Pierre Robin sequence (PRS) is a birth defect that involves an abnormally small lower jaw and a tendency for the tongue to fall backward toward the throat and block the airway. PRS is called a sequence because it is thought to result from a series of events that take place as the embryo forms in early pregnancy. In PRS, it is thought that the initial defect of the fetus's lower jaw leads to abnormal placement of the tongue. The displaced tongue causes clefting of the palate.

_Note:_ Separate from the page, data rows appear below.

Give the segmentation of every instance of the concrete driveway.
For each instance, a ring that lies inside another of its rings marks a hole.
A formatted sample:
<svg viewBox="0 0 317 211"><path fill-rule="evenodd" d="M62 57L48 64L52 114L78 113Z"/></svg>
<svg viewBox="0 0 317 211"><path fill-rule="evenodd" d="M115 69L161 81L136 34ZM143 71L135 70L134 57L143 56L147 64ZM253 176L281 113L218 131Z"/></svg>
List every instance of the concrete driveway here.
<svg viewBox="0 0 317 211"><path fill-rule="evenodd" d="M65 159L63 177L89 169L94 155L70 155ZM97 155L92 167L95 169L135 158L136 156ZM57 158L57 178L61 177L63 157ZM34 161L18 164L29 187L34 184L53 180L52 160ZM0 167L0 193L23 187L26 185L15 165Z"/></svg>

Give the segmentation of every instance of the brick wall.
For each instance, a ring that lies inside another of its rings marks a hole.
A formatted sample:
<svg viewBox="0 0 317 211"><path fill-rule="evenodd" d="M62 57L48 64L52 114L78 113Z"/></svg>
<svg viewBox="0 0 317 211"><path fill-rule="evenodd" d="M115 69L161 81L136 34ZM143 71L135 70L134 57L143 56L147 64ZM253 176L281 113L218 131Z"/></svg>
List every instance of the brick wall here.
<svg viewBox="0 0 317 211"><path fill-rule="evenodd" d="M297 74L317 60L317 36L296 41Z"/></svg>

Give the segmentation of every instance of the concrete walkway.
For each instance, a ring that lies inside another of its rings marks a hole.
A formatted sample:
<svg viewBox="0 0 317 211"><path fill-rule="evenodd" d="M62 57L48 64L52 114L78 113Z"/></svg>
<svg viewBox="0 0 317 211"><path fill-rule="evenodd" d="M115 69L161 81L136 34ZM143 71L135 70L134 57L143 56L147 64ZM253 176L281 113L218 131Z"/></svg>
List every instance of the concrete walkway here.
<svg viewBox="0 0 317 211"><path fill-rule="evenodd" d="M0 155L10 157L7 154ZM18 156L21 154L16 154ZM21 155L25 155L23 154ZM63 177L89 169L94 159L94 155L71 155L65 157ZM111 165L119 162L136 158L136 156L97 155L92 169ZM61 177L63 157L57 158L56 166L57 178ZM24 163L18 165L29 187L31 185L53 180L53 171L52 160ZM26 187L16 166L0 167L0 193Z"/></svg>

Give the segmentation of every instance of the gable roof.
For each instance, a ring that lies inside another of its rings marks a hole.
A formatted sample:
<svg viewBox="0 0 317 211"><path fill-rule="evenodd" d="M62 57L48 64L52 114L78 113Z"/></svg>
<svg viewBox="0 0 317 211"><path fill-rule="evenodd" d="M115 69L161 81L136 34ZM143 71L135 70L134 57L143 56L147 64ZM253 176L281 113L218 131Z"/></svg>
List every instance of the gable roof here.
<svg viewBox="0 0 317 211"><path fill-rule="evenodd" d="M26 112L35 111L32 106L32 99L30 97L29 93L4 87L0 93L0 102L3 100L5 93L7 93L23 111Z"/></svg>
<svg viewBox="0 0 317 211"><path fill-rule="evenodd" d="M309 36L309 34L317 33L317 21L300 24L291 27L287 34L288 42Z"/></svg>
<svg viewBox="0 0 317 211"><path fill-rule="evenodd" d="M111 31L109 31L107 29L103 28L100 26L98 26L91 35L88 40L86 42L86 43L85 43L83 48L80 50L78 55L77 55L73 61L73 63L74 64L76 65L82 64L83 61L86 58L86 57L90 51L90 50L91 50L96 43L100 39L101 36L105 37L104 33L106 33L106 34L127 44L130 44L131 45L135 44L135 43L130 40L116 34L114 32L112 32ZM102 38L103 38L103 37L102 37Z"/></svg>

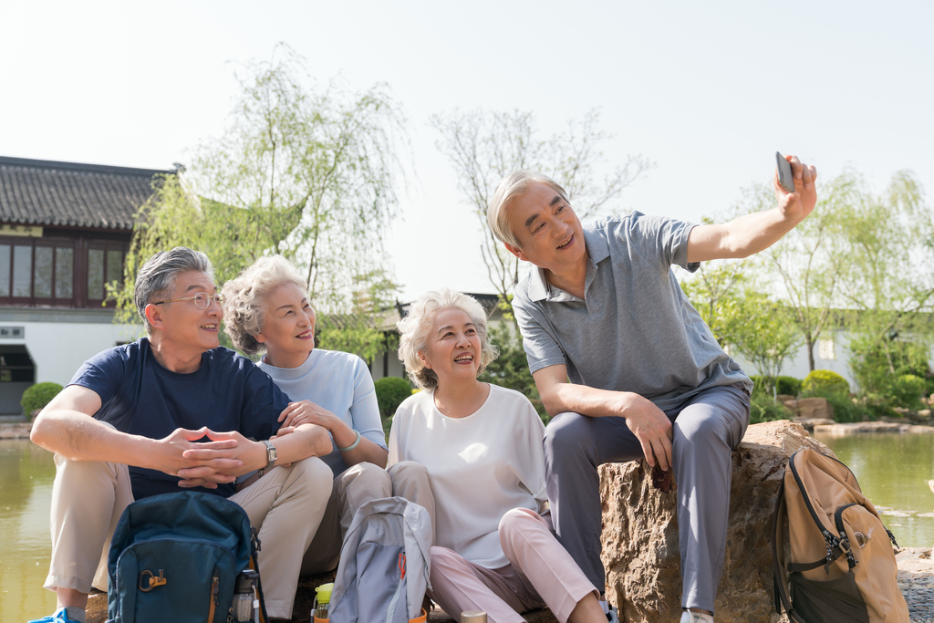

Babies born with Pierre Robin sequence (PRS) may have cleft palate (roof of the mouth), micrognathia (small jaw) and glossoptosis (tongue obstructing the airway). The cleft palate is typically rounded, sometimes called U-shaped, in comparison with the more common V-shaped cleft seen in other conditions. The baby also has a much smaller jaw marked by a receding chin. The tongue can appear large due to the small jaw and is often held far back in the throat. To diagnose this condition, your doctor will examine your child carefully. An exam may be all that’s needed for diagnosis. When a baby is born with PRS, it is important to be sure they have no other abnormal conditions. In the first several months of life, the jaw often grows enough to improve breathing symptoms, but some children need surgery. So your doctor may do tests to check for other conditions.
In the first months of life, the infant must be able to breathe and eat to survive and thrive. The first priority is keeping the upper airway open so the infant can breathe easily. Since the tongue often blocks the upper airway when the infant is placed on their back, placing the infant on their stomach is often necessary. Most times keeping the infant on their stomach is enough to prevent airway obstruction. If placing the infant on their stomach does not solve the problem, other treatments aimed at keeping the upper airway open are used. These include a nasopharyngeal airway or nasal trumpet (a small tube placed through the nose into the upper airway). If these treatments do not work, the lower jaw may need to be enlarged through a technique called distraction osteogenesis. This technique slowly lengthens the jawbone using a small metal device. Other difficulties may accompany feeding and breathing problems. Two common problems are reflux of stomach contents into the throat and aspiration of liquid into the windpipe. These conditions are treated with medicine and dietary changes.
It's best for a child with PRS to be treated by an orthodontist or pediatric dentist who works with a craniofacial team. To determine how the child’s jaws are growing, the orthodontist will take X-rays of the sides of the face.